Lives no doubt will be saved by the Florida Department of Transportation's decision to install a traffic light on Curlew Road near the bustling Woodlands Square shopping center in Oldsmar.
Residents of Gull Aire Village, a mobile home park across Curlew Road from the shopping center, had lobbied for several years for a traffic light to be installed where Gull Aire Boulevard intersects with Curlew. Many Gull Aire residents are elderly and no longer drive. They walk or ride motorized scooters across Curlew to Woodlands Square to do their shopping and return with loaded arms or shopping carts.
That hike was not so hazardous when Curlew Road was two lanes wide and Woodlands Square was less busy. But now Curlew Road is six lanes, and Woodlands Square is home to one of the busiest movie megaplexes in the Tampa Bay area. Residents took their lives in their hands every time they made the crossing.
Gull Aire residents who spoke to DOT officials were consistently told that studies had shown the intersection did not meet the state's standards for a traffic light. Oldsmar officials who lobbied for the light got the same answer.

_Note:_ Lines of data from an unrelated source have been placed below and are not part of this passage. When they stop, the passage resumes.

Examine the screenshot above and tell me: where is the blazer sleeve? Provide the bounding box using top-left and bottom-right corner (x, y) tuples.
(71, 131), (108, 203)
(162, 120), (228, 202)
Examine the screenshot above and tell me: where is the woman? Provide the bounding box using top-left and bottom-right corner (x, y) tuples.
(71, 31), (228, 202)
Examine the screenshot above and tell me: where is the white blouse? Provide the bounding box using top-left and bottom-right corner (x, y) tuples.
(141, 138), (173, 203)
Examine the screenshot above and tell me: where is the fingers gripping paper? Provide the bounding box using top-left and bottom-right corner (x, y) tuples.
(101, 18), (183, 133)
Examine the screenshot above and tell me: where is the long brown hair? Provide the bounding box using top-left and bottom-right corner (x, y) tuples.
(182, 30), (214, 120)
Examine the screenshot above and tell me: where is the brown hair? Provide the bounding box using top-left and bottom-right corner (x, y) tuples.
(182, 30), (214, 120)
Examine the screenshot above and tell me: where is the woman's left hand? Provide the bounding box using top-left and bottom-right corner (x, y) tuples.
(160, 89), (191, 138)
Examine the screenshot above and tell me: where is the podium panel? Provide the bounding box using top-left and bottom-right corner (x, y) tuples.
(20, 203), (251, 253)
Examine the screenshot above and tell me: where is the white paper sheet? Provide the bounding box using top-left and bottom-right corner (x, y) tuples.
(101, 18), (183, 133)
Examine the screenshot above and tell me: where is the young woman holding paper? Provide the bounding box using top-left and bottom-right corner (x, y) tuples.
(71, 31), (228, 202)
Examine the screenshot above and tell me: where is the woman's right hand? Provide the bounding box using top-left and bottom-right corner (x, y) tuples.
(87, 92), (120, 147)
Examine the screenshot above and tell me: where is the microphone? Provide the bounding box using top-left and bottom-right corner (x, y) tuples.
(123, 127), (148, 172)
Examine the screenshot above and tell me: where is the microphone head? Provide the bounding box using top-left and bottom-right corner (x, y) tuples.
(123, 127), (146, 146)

Early this year Oldsmar City Council member Brian Michaels decided the city needed more firepower. He contacted all the Pinellas County municipalities and asked them to approve a resolution supporting a light on Curlew Road.
It was an unusual approach. After all, why should a city somewhere else put itself in the position of lobbying for a traffic light in Oldsmar? But Michaels was rewarded for his creativity when several cities agreed to pass resolutions, which were forwarded to the DOT.

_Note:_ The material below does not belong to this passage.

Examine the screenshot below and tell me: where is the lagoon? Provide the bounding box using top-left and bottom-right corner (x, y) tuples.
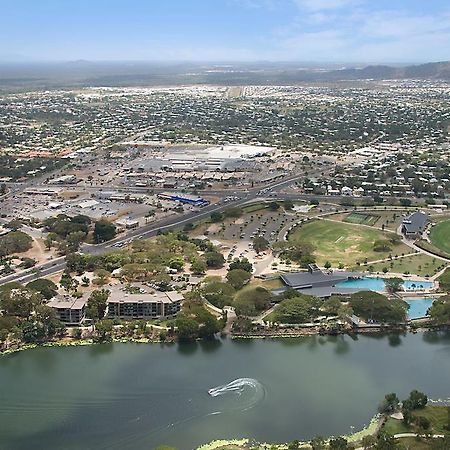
(0, 332), (450, 450)
(337, 277), (433, 292)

In April, the thing that everyone had feared happened: A handicapped 42-year-old resident of a neighboring subdivision was killed trying to cross Curlew on an electric scooter.
The DOT launched another study, and this time, the answer was yes. The intersection of Curlew and Gull Aire Boulevard met the standards and will get a light.
DOT officials estimate that it will take about a year to get the light in place. It is hard to imagine why it should take so long to erect a light that everyone now agrees is essential to public safety. The state surely can expedite the work, given the life-threatening situation that exists.
If not, perhaps Michaels has the material for another lobbying campaign.